Several years after this I moved back to Kent after living in Chicago for a while. I was walking down Franklin Avenue from downtown toward the Kent Zendo, where I lived. I saw Fuck You Bob coming my way. I wondered what he was going to do. He didn't say anything as he passed me, didn't even give me the finger. And I found myself being a little offended at this. He said "fuck you" to everyone else in town. He'd even said "fuck you" to me on more than one occasion. Was he snubbing me now? What did I do to him?

But a couple seconds after he passed I heard him say, "Suck my dick." And you know what? I felt good. I'm not even joking. I still remember how nice I felt to have been told by Fuck You Bob to suck his dick. If he hadn't said anything to me that day I'd probably still feel I'd been slighted.

I never encountered Fuck You Bob again after that day. But I remember being in Japan and hearing from friends back home that Bob had gotten better. He was getting his art exhibited around town. He was studying for his Master's degree. And shockingly, he wasn't saying "fuck you" quite as often anymore. Though I was relieved to hear that he still did it sometimes.

Bob had a lot of what most people think of as "mental diseases." A lot of people said he had Tourette's Syndrome. But I never heard of anyone having officially made that diagnosis. Still, he was an odd character.

I always wondered if his habit of telling people to fuck off ever got him in real trouble. Kent State University is not one of those schools that attract the best and the brightest this nation has to offer. Heck, I even went there! One of these days I'll tell you about my first roommate. God that guy was as dumb as a box of putty. If Fuck You Bob was flipping the bird to guys like that, especially when they were drunk, which they always were, he was surely getting the crud beat out of him on a regular basis. I hope he was at least targeting wimps like me who weren't likely to get very mad at him.

The concept of mental disease is an interesting one. We know enough about the proper functioning of the kidneys or the bladder or the spleen to be able to diagnose when they're working incorrectly. But when it comes to the brain, things get a bit murkier.

Take someone like Bob. In many ways it would be easy to dismiss him as crazy. But from what I can tell and from what I've heard he lived pretty much the life he wanted to live. He was by all accounts a very intelligent and even kind person. He probably had no desire at all to fit in with regular society. And he didn't. I admire him for finding a way to live his life on his own terms.

He was also, from what I've heard, kind of a pain in the ass to people who knew him. I don't know the details. But I can guess. I mean, for gosh sakes he was saying "fuck you" to everybody in town all the time. That alone is hard to deal with.

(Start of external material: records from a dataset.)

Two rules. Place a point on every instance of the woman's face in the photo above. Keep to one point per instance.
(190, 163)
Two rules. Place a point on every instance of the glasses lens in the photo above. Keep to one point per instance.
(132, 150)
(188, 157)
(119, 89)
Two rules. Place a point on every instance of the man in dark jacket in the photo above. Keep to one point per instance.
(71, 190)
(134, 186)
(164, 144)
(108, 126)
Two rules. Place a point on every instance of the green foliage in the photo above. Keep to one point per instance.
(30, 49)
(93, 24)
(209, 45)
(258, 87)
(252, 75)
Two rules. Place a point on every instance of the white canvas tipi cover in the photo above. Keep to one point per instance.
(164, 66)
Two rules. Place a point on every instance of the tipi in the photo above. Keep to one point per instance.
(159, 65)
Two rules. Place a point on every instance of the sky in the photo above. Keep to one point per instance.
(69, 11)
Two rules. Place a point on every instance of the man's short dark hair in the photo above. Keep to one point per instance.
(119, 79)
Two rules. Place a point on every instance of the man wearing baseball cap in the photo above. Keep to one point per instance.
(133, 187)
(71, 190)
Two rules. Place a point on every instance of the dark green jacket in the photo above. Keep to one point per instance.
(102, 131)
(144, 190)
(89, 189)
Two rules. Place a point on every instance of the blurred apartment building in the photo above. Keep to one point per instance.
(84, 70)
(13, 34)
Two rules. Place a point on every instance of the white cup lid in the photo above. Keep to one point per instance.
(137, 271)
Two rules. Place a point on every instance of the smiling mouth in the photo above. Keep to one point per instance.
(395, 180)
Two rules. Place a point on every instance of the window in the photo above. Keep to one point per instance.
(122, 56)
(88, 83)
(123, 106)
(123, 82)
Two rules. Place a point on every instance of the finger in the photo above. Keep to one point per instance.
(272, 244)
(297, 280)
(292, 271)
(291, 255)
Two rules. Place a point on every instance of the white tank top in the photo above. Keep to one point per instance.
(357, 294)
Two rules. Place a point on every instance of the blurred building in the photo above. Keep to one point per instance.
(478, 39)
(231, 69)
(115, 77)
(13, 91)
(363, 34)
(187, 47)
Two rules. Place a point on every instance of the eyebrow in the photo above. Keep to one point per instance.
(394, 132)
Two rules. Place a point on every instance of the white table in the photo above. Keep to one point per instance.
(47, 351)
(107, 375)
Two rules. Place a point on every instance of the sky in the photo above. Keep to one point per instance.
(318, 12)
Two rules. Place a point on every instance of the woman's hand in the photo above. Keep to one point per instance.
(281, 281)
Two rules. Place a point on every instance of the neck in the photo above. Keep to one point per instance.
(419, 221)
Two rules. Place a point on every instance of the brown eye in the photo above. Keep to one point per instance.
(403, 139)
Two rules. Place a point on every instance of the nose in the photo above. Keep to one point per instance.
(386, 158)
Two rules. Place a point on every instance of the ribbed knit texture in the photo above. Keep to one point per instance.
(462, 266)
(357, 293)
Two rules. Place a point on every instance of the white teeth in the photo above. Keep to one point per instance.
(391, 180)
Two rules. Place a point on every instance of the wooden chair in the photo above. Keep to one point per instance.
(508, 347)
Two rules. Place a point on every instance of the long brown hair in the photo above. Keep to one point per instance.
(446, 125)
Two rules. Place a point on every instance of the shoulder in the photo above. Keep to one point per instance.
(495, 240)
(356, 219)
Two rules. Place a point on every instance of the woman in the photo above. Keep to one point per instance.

One of the things Zen has helped me with is my own tendency to be a sort of Fuck You Bob type character. My difficulties in dealing with society are not as deep seated as his were. But I too have some serious problems reconciling what I know to be true with the bullshit most people seem to believe. I could have easily gone in a direction that would have ended me up in much the same shape as Bob. The Zen thing helped me be able to laugh at the collective illusions society shares and yet still play the game well enough to get by.

This is why I get so annoyed when some people try to turn Zen into what most religions these days have become, a way to placate people so they're numb enough to function as cogs in the social machine. It's not about that.

To me it's about finding your inner Fuck You Bob and making peace with that. But without killing it off or boxing it up either. That's also important.

I'll miss Fuck You Bob. I wish I could've met him just once and sat down and told him how much it meant to me when he told me to suck his dick. I really wonder what he'd have said. Maybe he'd have told me to fuck off.